Tried-and-true recipes - It's too bad that the folks who wrote in about all the different foods that were special to them didn't send the recipes (Heart of the Home, May 24). They made my mouth water just reading about them. It would be great to have them compiled in a special booklet. Tried-and-true recipes are the best.

Lena Bellomy
Lamar, Colo.

Wishes she had recipes - I've been an avid reader of CAPPER'S for more than 30 years. At first, I just read my grandma's issues, then my mom's - and now she gets me a subscription every Christmas.

I read it front to back. Then I return to clip out jokes, poems, news articles and recipes.

You recently had readers share their comfort foods and memories (Heart of the Home, May 24). Would it be possible to print the recipes of some of those foods? I'm especially interested in recipes for Sweet Cooked Rice and German Fried Cakes.

Jo Ann Parker
Cozad, Neb.

Editor's Note: We enjoyed reading about these comfort foods, too. Unfortunately, few recipes were sent along with the stories. Perhaps if those folks who contributed those stories and are reading this now send us those recipes, we can round up some of them and include them in a future issue.


Arthur Capper

- Courtesy of Kansas
Authors Club

Memorable - I was raised in Kansas. I remember Sen. Arthur Capper came to visit my grade school. Everyone in the county came, dressed in their Sunday best. Ice cream and cake were served to all.

Also, I noticed that the 'Bible Readings' were missing in the July 19th issue.

Ethel Frank
Chester, Mont.

Editor's Note: We're always glad when readers share memories of Arthur Capper, who published CAPPER'S WEEKLY and numerous other publications. A governor and later U.S. senator from Kansas, Capper also started the Capper Foundation, which still serves the needs of children with disabilities. Many folks remember his birthday parties in a Topeka (Kan.) park.

At this time last year, the Kansas Authors Club, which counted Capper as one of its members, celebrated its centennial. Now, they're hosting their 101st convention in Coffeyville, Oct. 7-9.

As for the 'Bible Readings' feature, we printed a month's worth in the July 5th issue and then printed none in the July 19th issue. We did this to get the dates to fit our new monthly format. You should find the feature in all future issues. We regret any inconvenience.

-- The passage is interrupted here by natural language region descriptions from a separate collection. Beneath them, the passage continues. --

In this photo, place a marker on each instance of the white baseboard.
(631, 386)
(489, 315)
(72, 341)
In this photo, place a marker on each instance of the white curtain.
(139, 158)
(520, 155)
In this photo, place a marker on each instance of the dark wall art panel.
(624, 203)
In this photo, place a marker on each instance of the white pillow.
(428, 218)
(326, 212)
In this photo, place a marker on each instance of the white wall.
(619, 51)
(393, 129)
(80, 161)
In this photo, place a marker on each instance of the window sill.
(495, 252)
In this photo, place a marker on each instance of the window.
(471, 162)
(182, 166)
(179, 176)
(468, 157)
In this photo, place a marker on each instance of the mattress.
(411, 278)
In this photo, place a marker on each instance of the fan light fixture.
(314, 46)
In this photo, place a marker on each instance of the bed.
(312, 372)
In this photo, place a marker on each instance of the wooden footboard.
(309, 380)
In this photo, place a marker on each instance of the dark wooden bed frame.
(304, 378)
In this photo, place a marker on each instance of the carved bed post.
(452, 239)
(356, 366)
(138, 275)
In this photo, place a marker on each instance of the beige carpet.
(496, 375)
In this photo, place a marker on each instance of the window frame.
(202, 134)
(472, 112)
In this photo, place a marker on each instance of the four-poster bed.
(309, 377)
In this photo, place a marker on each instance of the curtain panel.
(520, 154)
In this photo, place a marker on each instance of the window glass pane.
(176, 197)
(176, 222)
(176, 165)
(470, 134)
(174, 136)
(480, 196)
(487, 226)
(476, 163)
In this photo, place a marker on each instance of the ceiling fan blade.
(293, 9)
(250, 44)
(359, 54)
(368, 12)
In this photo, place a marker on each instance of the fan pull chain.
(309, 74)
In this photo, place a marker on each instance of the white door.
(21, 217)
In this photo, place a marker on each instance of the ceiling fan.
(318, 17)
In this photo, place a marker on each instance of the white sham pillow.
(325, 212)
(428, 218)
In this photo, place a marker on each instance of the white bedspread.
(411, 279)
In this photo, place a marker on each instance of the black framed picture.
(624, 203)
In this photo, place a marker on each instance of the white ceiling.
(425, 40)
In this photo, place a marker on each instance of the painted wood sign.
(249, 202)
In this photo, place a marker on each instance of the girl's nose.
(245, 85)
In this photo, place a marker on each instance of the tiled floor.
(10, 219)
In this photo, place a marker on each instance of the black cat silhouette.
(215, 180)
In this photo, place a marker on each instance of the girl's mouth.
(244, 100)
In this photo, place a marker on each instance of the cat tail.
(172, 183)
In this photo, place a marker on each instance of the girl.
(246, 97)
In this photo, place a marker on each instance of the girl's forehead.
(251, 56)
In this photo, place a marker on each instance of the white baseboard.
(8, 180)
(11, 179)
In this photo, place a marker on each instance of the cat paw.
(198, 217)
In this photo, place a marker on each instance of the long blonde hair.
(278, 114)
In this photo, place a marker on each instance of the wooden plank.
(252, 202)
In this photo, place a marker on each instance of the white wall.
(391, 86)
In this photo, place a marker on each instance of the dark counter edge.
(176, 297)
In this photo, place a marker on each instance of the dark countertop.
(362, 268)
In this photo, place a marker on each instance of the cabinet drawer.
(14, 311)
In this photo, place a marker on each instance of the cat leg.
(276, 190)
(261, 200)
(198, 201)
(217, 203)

Wrong dates - Arthur Capper did not start his newspaper in 1879, as stated in the open letter to readers in the July 19 issue. According to The National Cyclopedia of American Biography, vol. 15, he was born in 1865 and went to work for The Daily Capitol in 1884.

Alvin Y. Bethard
Lafayette, La.

Editor's Note: Indeed, Capper was born July 14, 1865, in Garnett, Kan. He was hired at the Topeka Daily Capital in 1884. The Weekly Capital was already established - on July 10, 1879. It was renamed after Capper - who had become its owner - Sept. 6, 1913.